£13.5 billion to run GB railways – ORR publishes rail industry financial data
9 March 2016 • Author: Katie Sadler, Digital Content Producer, European Railway Review
The Office of Rail and Road (ORR) has published its ‘GB rail industry financial information 2014-15’ report, detailing the latest rail industry financial data from train operators, Network Rail and governments.
The ORR has produced a report providing detailed analysis of the latest rail industry financial information for the period 2014-15. Key finding of the report include:
- In 2014-15, the rail industry’s income was £13.5 billion. Most of this was from passengers (71%), with governments providing 26% of funding. Other sources of income, such as property, provided 3%.
- After adjusting for payments within the industry, the overall cost of running Great Britain’s railways was £13.6 billion, with 54% of these costs incurred on train operations and 46% on rail infrastructure.
- Compared with 2013-14, industry income from passenger fares has increased by £0.4 billion (5%), to £8.8 billion in 2014-15. This is primarily because the number of passenger journeys increased by 4%.
- Governments’ funding of the rail industry as a whole has reduced by 9%, from £3.9 billion to £3.5 billion in 2014-15. This includes funding from all government sources, including devolved administrations and passenger transport executives.
- At an aggregate level, franchised train operators contributed significantly more to governments than in previous years. Whereas in 2013-14 franchises received net support of £0.1 billion, in 2014-15 they made net payments of £0.7 billion to governments.
- Rail infrastructure net funding from governments increased by 12% from £3.7 billion in 2013-14 to £4.2 billion in 2014-15.
- Industry costs increased by £0.9 billion (7%) in 2014-15, largely due to an increase in Network Rail’s maintenance and renewals costs, as well as an increase in train operator costs.
- In 2014-15, total governments’ funding varied from £1.66 per passenger journey in England to £6.70 per journey in Scotland and £9.14 per journey in Wales. The rail industry has high fixed costs, so these differences in funding are partly due to the very different average passenger densities, with 129 passengers per train in England, 81 in Scotland and 69 in Wales.
“Passengers are a significant source of funding for the industry, they must lie at the heart of the railways’ continued evolution”
ORR chief executive, Joanna Whittington, commented: Railway use continues to rise and as passengers are a significant source of funding for the industry, they must lie at the heart of the railways’ continued evolution. Our industry financials publications provide an open and comprehensive explanation of industry income and expenditure to help passengers understand how the money they pay in fares is being used.”

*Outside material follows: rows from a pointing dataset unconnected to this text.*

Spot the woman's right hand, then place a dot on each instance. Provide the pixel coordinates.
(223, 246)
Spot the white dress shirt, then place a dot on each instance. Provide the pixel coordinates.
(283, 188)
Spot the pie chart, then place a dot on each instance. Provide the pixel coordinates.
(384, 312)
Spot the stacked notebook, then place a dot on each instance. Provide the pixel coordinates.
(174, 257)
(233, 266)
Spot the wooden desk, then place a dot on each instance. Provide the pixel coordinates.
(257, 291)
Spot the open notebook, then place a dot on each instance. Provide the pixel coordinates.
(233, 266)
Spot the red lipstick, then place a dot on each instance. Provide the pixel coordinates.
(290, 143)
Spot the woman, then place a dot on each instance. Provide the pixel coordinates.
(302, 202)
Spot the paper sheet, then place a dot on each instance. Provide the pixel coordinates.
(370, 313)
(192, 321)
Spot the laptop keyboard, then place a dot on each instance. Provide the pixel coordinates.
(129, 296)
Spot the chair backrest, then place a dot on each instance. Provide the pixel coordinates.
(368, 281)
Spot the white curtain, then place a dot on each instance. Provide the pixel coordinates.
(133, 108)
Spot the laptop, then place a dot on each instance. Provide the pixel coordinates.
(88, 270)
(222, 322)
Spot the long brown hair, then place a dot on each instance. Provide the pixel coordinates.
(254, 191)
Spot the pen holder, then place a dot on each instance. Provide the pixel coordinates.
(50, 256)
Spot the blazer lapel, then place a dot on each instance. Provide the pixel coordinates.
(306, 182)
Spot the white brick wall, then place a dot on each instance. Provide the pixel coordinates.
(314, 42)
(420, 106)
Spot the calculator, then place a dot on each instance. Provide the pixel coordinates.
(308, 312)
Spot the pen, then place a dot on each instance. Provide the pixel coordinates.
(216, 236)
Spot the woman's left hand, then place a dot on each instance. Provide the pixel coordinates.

“Ticket sales now representing nearly three quarters of total income”
Reacting to the latest figures, Stephen Joseph, Chief Executive of Campaign for Better Transport, said: “Rail users are continuing to pay record amounts toward the running the railways. With ticket sales now representing nearly three quarters of total income, passengers interests like simpler, cheaper, fairer ticketing and better stations and trains should be central to rail policy rather than languishing at the margins.”